Gita Krishnankutty has a doctorate in English from Mysore University. She has a number of translations form Malayalam to English to her credit, including Cast me Out If You Will, a collection of short stories and memories by Lalithambika Antharjanam (1998), several short stories by M.T. Vasudevan Nair and two of his novels, Kaalam (1998) and Naalukettu (2008). She is the author of A Life of Healing: a Biography of P.S. Varier (2001). She won the Sahithya Adademi Award for her translation of N.P. Mohammed’s The Eye to God (1997), the Crossword Translation Award for M. Mukundan’s On the Banks of the Mayyazhi (1999) and for Anand’s Govardhan’s Travels (2006). She lives in Chennai.
To my mother, M.T. Ammalu Amma (1903 – 53)
She never knew what her youngest son kept scribbling all day during the vacations, in the room upstairs in our pathayappura. All that bothered her was that the kerosene lamp burned too late into the night – kerosene was always a scarce commodity.

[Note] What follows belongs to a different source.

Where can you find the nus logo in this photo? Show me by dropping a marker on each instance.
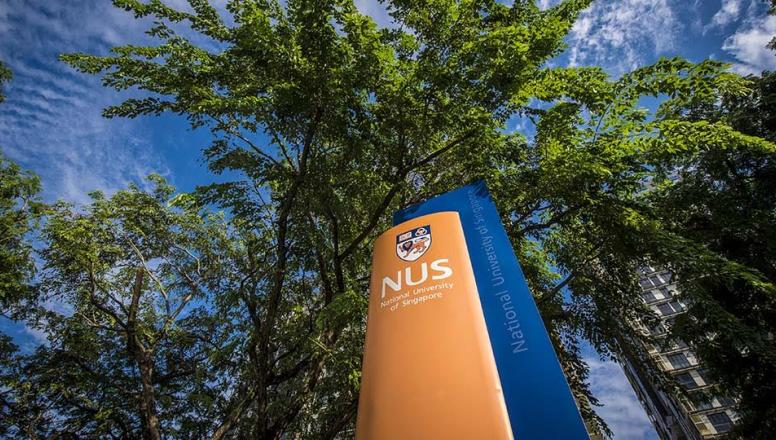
(439, 271)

I had a few stories published while she was still alive. Again, she knew nothing about them. She is very much there in most of the memoirs and appears directly in some of the stories in this collection. And her presence can be perceived in the background of the rest. It was she who narrated to me the youthful marital, adventures of the old grandmother in the short story ‘Vision’. We children were frightened of Velayudhettan (‘Soul of Darkness’), who was put in chains in the woodshed of the house next door to us. His family was closely related to us. Everyone said he was insane. One evening, there was a huge commotion outside. People kept shouting that Velayudhan had broken his chains and escaped. I was five or six years old at that time. I saw him walk towards our house, dragging the chains on his feet. Mother came to the portico. Velayudhettan smiled when he saw her and asked her for some rice to eat. Mother asked him to sit down in the veranda and served him a meal. He ate well and walked away calmly.
She did not live to see her youngest son make a career in writing. He picked up many of the characters and events that feature in his work from the endless stories she use to narrate to her after – dinner audience of women from the neighbouring houses and shored them secretly in his mind for future use.
This book is for you, Mother. Bear with me.